Eş Genel Başkanlarımız Tülay Hatimoğulları ve Tuncer Bakırhan, aralarında Demokratik Alevi Dernekleri (DAD), Pir Sultan Abdal Kültür Derneği, Alevi Kültür Dernekleri, Hacı Bektaş Veli Anadolu Kültür Vakfı, Türkiye Alevi Federasyonu, Alevi Bektaşi Federasyonu ve Avrupa Alevi Birlikleri Konfederasyonunun bulunduğu Alevi kurumlarının İstanbul’da düzenlediği "Aleviler Barışı Konuşuyor" adlı panele katıldı. Panelin açılışında konuşan Hatimoğulları ve Bakırhan, şunları söyledi:
Hatimoğulları: Suriye’deki Alevi canlarımızın sesi olmak hepimiz açısından oldukça önemli
Hepinizi sevgi ve saygıyla selamlıyorum. Ortadoğu ve Türkiye’de devam eden savaş, çatışmalar ve çözüm önerileri noktasında ve Türkiye’deki kimi gelişmeleri paylaşmak ve değerlendirmek üzere bugün Alevi canlarla bir aradayız. Alevilerin barışı konuşması çok önemli. Bu topraklarda geniş bir nüfusa sahip olan Alevi canlarla Türkiye ve Ortadoğu’yu konuşmak oldukça önemlidir. Suriye’ye de değineceğiz. Suriye’de çok önemli gelişmeler oluyor. Sizler de takip ediyorsunuz. Özellikle rejim değişikliğinden sonra yönetime gelen HTŞ tarafından Alevilere, Hıristiyanlara ve Dürzilere dönük katliamlar gerçekleşti. Burada bulunan kurumların Suriye'deki Alevi canlarla dayanışma içinde olduğunu, bununla ilgili çok çalışma yürüttüğünü, hem Türkiye’deki hem Avrupa’daki canlarımızın bu konuda çok ciddi çalışmalar yürüttüğünü de biliyoruz. Alevi inancı için, Arap Alevileri için çok önemli bir değer olan El Xasidi’nin türbesi yakıldı Suriye'de.
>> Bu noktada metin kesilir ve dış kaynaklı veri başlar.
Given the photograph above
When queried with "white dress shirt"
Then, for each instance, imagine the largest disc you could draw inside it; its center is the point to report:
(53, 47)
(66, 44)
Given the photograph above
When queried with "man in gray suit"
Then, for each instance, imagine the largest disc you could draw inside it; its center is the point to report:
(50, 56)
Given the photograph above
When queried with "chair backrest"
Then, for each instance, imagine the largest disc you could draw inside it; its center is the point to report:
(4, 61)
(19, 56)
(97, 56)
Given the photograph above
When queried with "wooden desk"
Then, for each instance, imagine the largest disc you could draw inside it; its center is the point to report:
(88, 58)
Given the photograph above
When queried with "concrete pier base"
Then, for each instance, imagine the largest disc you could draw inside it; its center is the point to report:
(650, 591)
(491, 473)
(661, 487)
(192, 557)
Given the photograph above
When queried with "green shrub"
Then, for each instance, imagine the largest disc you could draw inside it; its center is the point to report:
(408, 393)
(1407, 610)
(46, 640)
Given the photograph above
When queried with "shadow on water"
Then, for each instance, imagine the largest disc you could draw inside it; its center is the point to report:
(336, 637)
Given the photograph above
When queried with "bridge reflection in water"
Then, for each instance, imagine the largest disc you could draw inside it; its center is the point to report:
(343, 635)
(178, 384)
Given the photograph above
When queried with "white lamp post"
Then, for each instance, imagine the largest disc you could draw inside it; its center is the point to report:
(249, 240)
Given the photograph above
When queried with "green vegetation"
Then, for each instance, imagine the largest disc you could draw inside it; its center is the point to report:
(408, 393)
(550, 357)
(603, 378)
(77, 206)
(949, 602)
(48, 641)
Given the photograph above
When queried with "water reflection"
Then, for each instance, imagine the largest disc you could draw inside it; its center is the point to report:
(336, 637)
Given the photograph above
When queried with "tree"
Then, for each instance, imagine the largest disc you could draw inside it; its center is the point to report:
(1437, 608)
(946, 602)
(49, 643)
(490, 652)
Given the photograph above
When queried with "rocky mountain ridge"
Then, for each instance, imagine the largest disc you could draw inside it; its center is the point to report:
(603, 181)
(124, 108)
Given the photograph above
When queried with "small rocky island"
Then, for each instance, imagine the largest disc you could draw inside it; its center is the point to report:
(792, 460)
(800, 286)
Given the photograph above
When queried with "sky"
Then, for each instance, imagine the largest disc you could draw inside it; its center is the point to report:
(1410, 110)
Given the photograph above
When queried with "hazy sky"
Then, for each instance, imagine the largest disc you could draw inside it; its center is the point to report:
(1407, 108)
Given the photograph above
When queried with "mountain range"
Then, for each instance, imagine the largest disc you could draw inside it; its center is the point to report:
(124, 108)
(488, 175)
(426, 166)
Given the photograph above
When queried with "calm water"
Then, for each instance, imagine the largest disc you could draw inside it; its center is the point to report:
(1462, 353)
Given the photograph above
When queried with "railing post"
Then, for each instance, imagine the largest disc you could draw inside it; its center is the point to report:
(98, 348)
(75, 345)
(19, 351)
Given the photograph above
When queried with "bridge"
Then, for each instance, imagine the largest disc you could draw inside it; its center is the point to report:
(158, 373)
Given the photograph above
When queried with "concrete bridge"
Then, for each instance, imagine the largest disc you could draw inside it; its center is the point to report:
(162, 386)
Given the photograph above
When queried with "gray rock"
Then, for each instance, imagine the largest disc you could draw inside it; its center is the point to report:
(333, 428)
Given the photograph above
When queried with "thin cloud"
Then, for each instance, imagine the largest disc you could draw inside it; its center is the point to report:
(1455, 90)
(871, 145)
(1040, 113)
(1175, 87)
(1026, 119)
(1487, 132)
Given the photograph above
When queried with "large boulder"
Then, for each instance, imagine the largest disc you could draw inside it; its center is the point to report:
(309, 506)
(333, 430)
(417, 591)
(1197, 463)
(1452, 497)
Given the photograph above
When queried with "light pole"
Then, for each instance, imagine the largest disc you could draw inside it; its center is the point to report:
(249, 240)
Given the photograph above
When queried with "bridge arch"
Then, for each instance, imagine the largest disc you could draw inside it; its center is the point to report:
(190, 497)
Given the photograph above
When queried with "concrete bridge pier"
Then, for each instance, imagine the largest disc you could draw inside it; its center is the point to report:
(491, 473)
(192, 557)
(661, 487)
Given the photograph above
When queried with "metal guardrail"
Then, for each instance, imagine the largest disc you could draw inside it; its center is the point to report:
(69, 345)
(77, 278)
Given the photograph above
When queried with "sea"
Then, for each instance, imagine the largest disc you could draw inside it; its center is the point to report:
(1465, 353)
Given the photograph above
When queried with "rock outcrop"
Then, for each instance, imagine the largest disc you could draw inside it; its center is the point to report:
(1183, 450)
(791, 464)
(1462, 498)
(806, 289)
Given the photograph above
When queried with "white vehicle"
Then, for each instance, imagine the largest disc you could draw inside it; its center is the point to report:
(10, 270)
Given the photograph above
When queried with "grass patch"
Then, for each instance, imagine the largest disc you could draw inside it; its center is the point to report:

En son bir akademisyen kadının kaçırıldığı, hatta kimi haberlere göre katledildiği bilgisi geldi. Birçok Alevi şeyhinin katledildiğini biliyoruz. Hem Türkiye’deki hem Avrupa’daki canlar olarak, Suriye'de yaşanan bu katliamlara, savaş ve çatışmalara karşı yürüttüğümüz çalışmaları daha ileri taşımak, güçlendirmek ve Suriye'deki Alevi canlarımızın sesi olmak hepimiz açısından oldukça önemli. Bu konuda da çalışmalarımızı sizinle beraber sürdüreceğiz.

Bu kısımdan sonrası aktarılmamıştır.